It’s mid-February, and 2013 is well under way. If you haven’t already done a review of your goals, then now is the time.
Regular reviews are an essential part of an effective goal-setting and goal-achieving process. Setting the right goals is important, but it’s of no us if you don’t implement them. Implementing goals requires staying on course by having regular reviews, to ensure that you continue to adapt to changing circumstances and make the best use of resources available to you.
One of the things the students learned in the EPIC 2013 course this January was to have period reviews of goals. It’s important because it’s incredibly easy to forget about goals or put them on the backburner when you are dealing with day-to-day demands or urgent things – but these are often things that don’t take you anywhere near your ultimate goals. It’s also important because your goals may change, or your circumstances may change.
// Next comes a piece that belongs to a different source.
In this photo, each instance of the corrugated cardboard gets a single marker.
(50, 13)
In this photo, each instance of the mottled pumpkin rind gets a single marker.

For example, you may have set a goal in January to travel once every month, only to lose your job in February or get health issues which stop you from travelling. That means, you need to adjust or change your goals. Without a regular review, you may not do that for months, and therefore effectively waste that time instead of putting it to good use on a more achievable goal.How Can You Tell If You Are Following The Right Goals?
What is your WHY behind this goal?
What motivates you to go after this goal? Why this, as opposed to something else? Why does this goal matter?
What is the end vision for this goal?
What would you have achieved if you successfully completed this goal? For example, the end vision for a weight loss goal may be fitter and more attractive body. The end vision for a career goal maybe a promotion and a pay rise. The end vision for a family goal maybe spending more quality time with your family.
Do you care about this goal? Really?
Do you really care for what you are striving for, or are you doing it because you think you “should” due to social pressures, other people’s expectations, or simply because you once wanted it and are too stubborn to give up? There is a difference between quitting because it’s the right thing to do, and quitting because you are too lazy/afraid to follow things through. Make sure you know that former is an informed choice, while the latter is for losers.
Is it achievable with the resources at your disposable?
Is it a realistic goal? If you have set a goal to go to Mars, but are not an astraunaut or haven’t got a lot of money to pay for a sponsered trip, your goal is not hardly realistic. It would be a tough thing even if you were a super rich astranaut, but at least then you could devote your money and life to the project. Do you have the resources you need to achieve this – time, money, fitness, skills? If you don’t have the resources, are you in a position to acquire them?
You don’t have to have everything from the beginning. If your goal is to work in Spain for a year, but you don’t speak Spanish, you can learn to speak it, and then fulfill your goal.
Think about resources you have. Then think about resources you need, and what you will need to acquire them. Once you are clear about that, you can decide whether or not your goal is realistic.
ACTION YOU CAN TAKE TODAY:
Set regular time aside to review your goals. Go through each of these four steps to ensure that you are always working on the goals that are right for you at any given time. Keep a goal journal.